Concept#

Joint PMF (Discrete Random Variables)#

Definition 123 (Joint PMF)

Let \(X\) and \(Y\) be two discrete random variables with sample spaces \(\S_X\) and \(\S_Y\) respectively.

Let \(\eventA = \lset X(\omega) = x, Y(\xi) = y \rset\) be any event in the sample space \(\S_X \times \S_Y\).

The joint probability mass function (joint PMF) of \(X\) and \(Y\) of the event \(\eventA\) is defined as a function \(\pmfjointxy(x, y)\) that can be summed to yield a probability

\[\begin{split} \begin{aligned} \pmfjointxy(x, y) &= \P \lsq X = x \wedge Y = y \rsq \\ &= \P \lsq (\omega, \xi) ~ \lvert ~ X(\omega) = x \wedge Y(\xi) = y \rsq \\ &= \sum_{\omega \in \S_X} \sum_{\xi \in \S_Y} \P \lsq (\omega, \xi) ~ \lvert ~ X(\omega) = x \wedge Y(\xi) = y \rsq \end{aligned} \end{split}\]

where \(\P\) is the probability function defined over the probability space \(\pspace\).

Remark 47 (Joint PMF)

Consider \(\eventA = \lset X(\omega) = x, Y(\xi) = y \rset\). Then \(\eventA\) is an event in the sample space \(\S_X \times \S_Y\). The size of the event \(\eventA\) is

\[ \P \lsq \eventA \rsq = \sum_{(x, y) \in \eventA} \pmfjointxy(x, y) \]

where the sum is over all the possible outcomes in \(\eventA\).

Pictorially represented below in Fig. 26, the joint PMF is a 2D array of impulses.

../../../_images/chan_fig5.4.png

Fig. 26 A joint PMF for a pair of discrete random variables consists of an array of impulses.
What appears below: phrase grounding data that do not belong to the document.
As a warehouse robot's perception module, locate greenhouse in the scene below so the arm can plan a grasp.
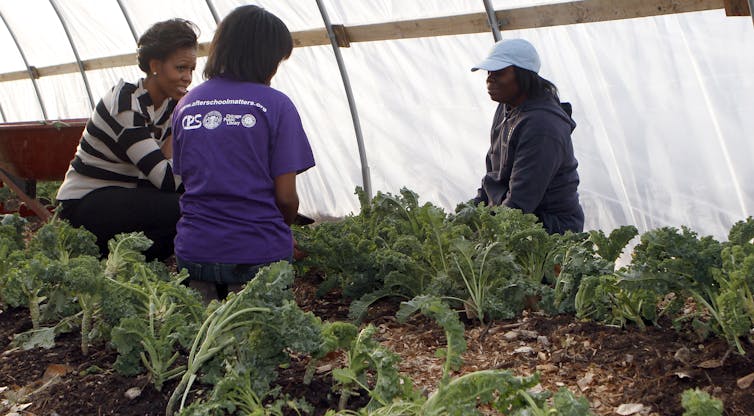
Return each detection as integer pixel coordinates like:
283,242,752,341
0,0,754,415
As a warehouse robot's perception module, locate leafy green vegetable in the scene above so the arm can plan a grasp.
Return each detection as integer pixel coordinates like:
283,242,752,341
681,389,723,416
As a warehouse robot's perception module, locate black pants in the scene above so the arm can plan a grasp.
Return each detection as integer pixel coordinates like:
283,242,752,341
60,186,181,260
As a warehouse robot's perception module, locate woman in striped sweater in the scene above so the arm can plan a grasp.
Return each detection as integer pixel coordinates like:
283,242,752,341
57,19,197,259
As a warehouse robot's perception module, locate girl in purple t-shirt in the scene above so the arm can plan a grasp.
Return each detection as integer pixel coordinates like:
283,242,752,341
173,6,314,300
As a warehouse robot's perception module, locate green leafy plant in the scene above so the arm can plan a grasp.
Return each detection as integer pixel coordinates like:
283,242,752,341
166,262,322,415
332,325,412,409
681,389,723,416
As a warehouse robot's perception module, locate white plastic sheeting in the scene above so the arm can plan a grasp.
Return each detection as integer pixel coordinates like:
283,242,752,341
0,0,754,238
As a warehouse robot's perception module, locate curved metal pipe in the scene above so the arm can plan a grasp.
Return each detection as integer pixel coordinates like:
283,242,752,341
204,0,220,24
0,10,49,120
317,0,372,199
482,0,503,42
50,0,94,108
115,0,139,43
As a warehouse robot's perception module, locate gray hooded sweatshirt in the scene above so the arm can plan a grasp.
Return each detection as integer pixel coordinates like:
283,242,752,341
475,96,584,234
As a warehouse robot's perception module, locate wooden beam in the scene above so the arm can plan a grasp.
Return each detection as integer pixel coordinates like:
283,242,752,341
0,0,728,82
724,0,751,16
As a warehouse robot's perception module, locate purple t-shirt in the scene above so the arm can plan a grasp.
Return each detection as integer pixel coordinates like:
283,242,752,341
173,78,314,264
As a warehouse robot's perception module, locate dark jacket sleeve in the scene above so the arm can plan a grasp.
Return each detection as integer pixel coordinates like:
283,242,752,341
503,131,563,212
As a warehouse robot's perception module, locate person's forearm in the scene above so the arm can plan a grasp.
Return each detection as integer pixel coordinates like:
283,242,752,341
277,198,298,225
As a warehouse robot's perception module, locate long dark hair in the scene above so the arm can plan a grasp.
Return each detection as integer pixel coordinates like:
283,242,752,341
136,19,199,74
204,5,293,84
513,66,560,102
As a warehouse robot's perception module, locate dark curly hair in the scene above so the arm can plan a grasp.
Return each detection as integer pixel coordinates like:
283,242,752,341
136,19,199,74
513,66,560,101
204,5,293,84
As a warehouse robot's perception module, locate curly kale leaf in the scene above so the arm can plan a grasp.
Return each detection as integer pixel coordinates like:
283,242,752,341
29,220,100,263
589,225,639,263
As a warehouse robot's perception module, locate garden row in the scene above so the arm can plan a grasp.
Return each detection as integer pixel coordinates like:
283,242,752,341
0,187,754,415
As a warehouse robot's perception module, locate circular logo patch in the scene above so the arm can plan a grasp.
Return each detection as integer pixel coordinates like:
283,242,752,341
202,111,223,130
241,114,257,127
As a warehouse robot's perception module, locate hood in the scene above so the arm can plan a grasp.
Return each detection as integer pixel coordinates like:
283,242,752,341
514,96,576,131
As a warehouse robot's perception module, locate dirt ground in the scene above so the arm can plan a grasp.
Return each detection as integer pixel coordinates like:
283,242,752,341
0,270,754,416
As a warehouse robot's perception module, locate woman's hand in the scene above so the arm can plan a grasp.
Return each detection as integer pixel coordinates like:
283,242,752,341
293,237,308,261
160,134,173,159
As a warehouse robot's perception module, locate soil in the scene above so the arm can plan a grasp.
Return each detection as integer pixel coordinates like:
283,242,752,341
0,275,754,416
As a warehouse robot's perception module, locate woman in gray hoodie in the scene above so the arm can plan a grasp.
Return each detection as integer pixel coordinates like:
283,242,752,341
472,39,584,234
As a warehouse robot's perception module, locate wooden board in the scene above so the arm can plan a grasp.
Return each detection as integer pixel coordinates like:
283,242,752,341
0,0,724,82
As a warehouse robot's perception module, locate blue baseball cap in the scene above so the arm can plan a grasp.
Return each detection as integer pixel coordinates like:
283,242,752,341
471,39,541,73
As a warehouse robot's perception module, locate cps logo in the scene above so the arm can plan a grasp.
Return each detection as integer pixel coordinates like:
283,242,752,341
181,114,202,130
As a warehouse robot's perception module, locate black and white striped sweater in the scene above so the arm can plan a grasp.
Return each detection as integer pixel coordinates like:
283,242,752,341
56,79,181,201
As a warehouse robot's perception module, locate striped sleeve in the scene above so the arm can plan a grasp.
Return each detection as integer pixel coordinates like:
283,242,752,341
116,111,180,191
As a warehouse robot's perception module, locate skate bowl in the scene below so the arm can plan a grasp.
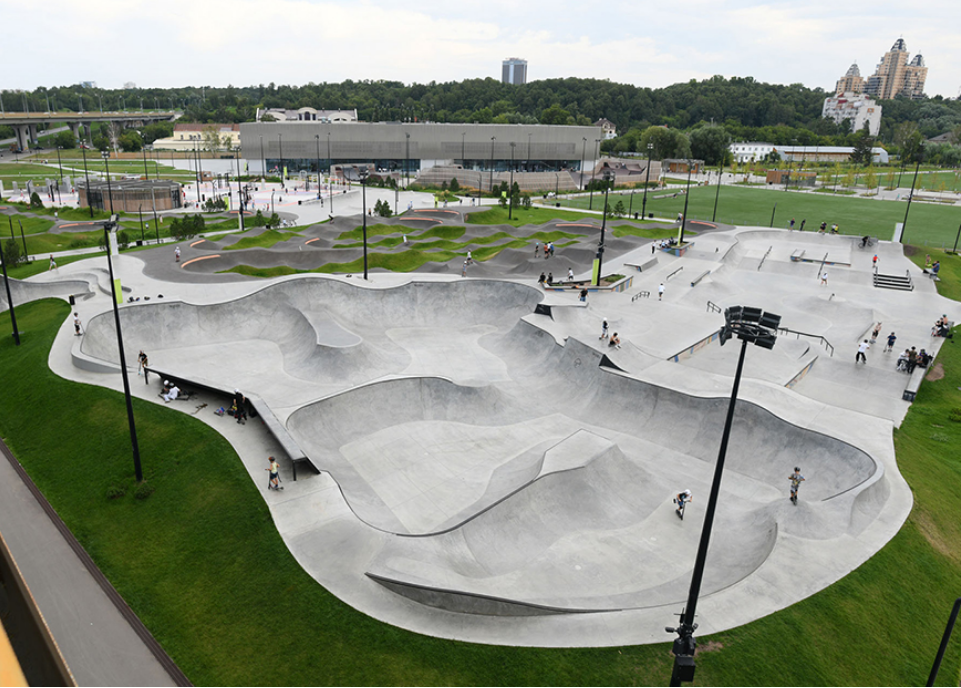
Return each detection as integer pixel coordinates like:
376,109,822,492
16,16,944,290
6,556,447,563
75,275,910,645
288,330,886,616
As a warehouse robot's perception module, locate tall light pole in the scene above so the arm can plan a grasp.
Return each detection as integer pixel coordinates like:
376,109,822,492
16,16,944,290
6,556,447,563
234,146,244,232
507,141,517,220
677,160,691,247
0,215,20,346
314,134,320,200
491,136,497,196
641,143,654,217
587,139,601,210
101,151,113,215
80,140,93,220
577,136,587,191
103,216,143,483
591,170,624,287
666,306,781,686
901,143,924,244
357,169,369,280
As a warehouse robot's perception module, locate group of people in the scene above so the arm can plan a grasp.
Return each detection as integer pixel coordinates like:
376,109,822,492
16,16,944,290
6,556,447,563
534,241,554,259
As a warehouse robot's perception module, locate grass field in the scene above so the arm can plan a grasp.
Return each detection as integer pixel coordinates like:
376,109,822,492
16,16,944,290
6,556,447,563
562,186,961,247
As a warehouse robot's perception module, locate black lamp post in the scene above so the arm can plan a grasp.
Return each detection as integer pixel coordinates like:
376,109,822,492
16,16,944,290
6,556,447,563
641,143,654,217
593,170,623,287
103,216,143,483
677,160,692,246
100,151,113,214
357,170,369,280
491,136,497,196
0,215,20,346
665,306,781,686
314,134,320,200
234,146,244,232
587,139,601,210
80,137,93,220
507,141,517,220
577,136,587,191
57,146,63,185
711,153,724,222
901,144,924,244
404,132,410,189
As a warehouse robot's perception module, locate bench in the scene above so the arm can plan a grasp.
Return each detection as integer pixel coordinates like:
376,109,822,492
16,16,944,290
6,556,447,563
901,366,928,401
624,256,657,272
144,367,320,480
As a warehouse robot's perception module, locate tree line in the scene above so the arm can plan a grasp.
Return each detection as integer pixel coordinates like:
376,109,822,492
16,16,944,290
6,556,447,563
7,76,961,160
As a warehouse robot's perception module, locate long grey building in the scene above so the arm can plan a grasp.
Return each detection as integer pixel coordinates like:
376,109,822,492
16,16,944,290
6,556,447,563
240,122,603,178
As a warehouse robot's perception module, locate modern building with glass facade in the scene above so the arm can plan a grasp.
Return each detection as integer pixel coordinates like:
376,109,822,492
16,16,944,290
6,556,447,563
240,122,604,179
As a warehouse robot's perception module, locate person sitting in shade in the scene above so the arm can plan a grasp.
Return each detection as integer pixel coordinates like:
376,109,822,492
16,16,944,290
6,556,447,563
163,380,180,404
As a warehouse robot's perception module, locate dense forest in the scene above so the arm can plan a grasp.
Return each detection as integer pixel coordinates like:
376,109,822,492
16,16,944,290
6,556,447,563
0,76,961,163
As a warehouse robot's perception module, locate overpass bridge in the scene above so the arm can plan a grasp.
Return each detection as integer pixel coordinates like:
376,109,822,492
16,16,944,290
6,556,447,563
0,110,181,150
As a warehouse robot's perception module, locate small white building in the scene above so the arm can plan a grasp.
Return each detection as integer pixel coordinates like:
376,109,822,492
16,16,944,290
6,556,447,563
821,92,881,136
257,107,357,124
729,141,776,162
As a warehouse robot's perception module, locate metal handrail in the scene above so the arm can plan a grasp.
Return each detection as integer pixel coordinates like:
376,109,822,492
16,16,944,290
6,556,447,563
757,246,774,270
777,327,834,358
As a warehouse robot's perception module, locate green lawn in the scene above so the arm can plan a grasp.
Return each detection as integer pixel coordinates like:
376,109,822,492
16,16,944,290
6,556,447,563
556,186,961,247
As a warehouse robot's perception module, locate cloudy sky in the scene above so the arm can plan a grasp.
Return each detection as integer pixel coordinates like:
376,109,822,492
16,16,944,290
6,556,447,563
0,0,961,97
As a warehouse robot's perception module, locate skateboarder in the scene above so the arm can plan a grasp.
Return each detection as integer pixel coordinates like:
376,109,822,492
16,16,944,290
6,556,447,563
788,466,804,506
674,490,688,521
264,456,284,490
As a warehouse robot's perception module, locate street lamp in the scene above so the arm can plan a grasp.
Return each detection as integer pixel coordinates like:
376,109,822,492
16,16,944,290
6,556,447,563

To measure the size of the event \(\eventA\), we sum all the impulses inside \(\eventA\). Image Credit: [Chan, 2021].#

Joint PDF (Continuous Random Variables)#

Definition 124 (Joint PDF)

Let \(X\) and \(Y\) be two continuous random variables with sample spaces \(\S_X\) and \(\S_Y\) respectively.

Let \(\eventA \subseteq \S_X \times \S_Y\) be any event in the sample space \(\S_X \times \S_Y\).

Then, the joint PDF of \(X\) and \(Y\) of the event \(\eventA\) is defined as a function \(\pdfjointxy(x, y)\) that can be integrated to yield a probability

(200)#\[ \P \lsq \eventA \rsq = \int_{\eventA} \pdfjointxy(x, y) \, dx \, dy \]

Remark 48 (Joint PDF)

Pictorially, we can view \(f_{X, Y}\) as a 2D function where the height at a coordinate \((x, y)\) is \(f_{X, Y}(x, y)\), as can be seen from Fig. 27. To compute the probability that \((X, Y) \in \mathcal{A}\), we integrate the function \(f_{X, Y}\) with respect to the area covered by the set \(\mathcal{A}\). For example, if the set \(\mathcal{A}\) is a rectangular box \(\mathcal{A}=[a, b] \times[c, d]\), then the integration becomes [Chan, 2021]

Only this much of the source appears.